We May Have Discovered A New Species Of Ancient Hominin

Little Foot's Skull. Wits University

Bones first discovered 20 years ago in South Africa are at the center of a heated debate. The fossil (dubbed “Little Foot” because of its little feet) is a fully intact hominin skeleton – a specimen, some are saying, that represents an entirely new species of early human, New Scientist reports.

Because of the contentious nature of the skeleton, the first set of research papers have been published online (1, 2, 3, 4) before being peer-reviewed.

Initial analysis of the skeleton (one of the most complete on record) suggests it belonged to a 1.3-meter-tall (4.2-foot) elderly female who died approximately 3.67 million years ago, which is more than a million years older than paleoanthropologists originally thought. The shape of her teeth implies her diet would have been almost entirely plant-based, unlike the omnivorous diet of a close hominin relative, a species called Australopithecus africanus. Meanwhile, the shape of her upper and lower limbs indicates she spent the majority of her time on two legs, not four.

According to the researchers, Little Foot would have been more adept at climbing trees than we are, but modern humans have the edge when it comes to carrying objects.

Ronald Clarke, the paleoanthropologist who spent the last two decades excavating Little Foot, believes she is, in fact, an entirely new species of hominin, one that he is now calling Australopithecus prometheus.

Why A. prometheus? According to Ancient Greek mythology, Prometheus was the Titan responsible for creating humankind with clay – a fitting name for a (potentially) new species that may be an important stepping stone in the evolution of us. A. prometheus was originally coined by Raymond Dart in 1948 to describe another fossil found in South Africa, which he argued (rightly, as it turned out) provides evidence in favor of the "Out of Africa" theory. But the name didn’t stick.
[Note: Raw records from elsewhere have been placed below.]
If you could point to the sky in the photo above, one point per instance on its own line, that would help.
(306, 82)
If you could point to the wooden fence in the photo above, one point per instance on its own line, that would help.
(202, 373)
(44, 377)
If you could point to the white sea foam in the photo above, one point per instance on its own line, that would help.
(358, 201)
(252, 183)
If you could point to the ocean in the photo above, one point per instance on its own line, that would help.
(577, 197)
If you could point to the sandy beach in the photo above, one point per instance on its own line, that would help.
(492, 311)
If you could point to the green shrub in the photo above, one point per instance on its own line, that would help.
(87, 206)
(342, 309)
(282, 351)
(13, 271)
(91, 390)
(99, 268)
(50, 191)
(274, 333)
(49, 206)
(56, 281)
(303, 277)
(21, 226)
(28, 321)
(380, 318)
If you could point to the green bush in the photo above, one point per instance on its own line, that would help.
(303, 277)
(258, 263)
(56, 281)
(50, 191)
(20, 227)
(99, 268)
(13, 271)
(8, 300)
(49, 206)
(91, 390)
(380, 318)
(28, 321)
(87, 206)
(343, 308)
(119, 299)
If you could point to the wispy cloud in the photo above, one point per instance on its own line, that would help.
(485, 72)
"There are many, many differences [between Little Foot and A. africanus], not only in the skull but also in the rest of the skeleton," Clarke told New Scientist, including a flatter face, bigger teeth, and a large gap between the upper canines and incisors.

But not everyone is entirely convinced and the papers will have to undergo the review process before Clarke’s suspicions can be confirmed.

While the team is still waiting for their work to be reviewed, they have hurried things along somewhat due to various controversies over who should be allowed access to the fossils. The first set of research papers has been published on a pre-print server to beat any competing research teams. Already, a second team has been granted access to the bones.

If A. prometheus is a new species (and it is a big if), it will be the first new species of hominin since the discovery of Homo naledi in 2015.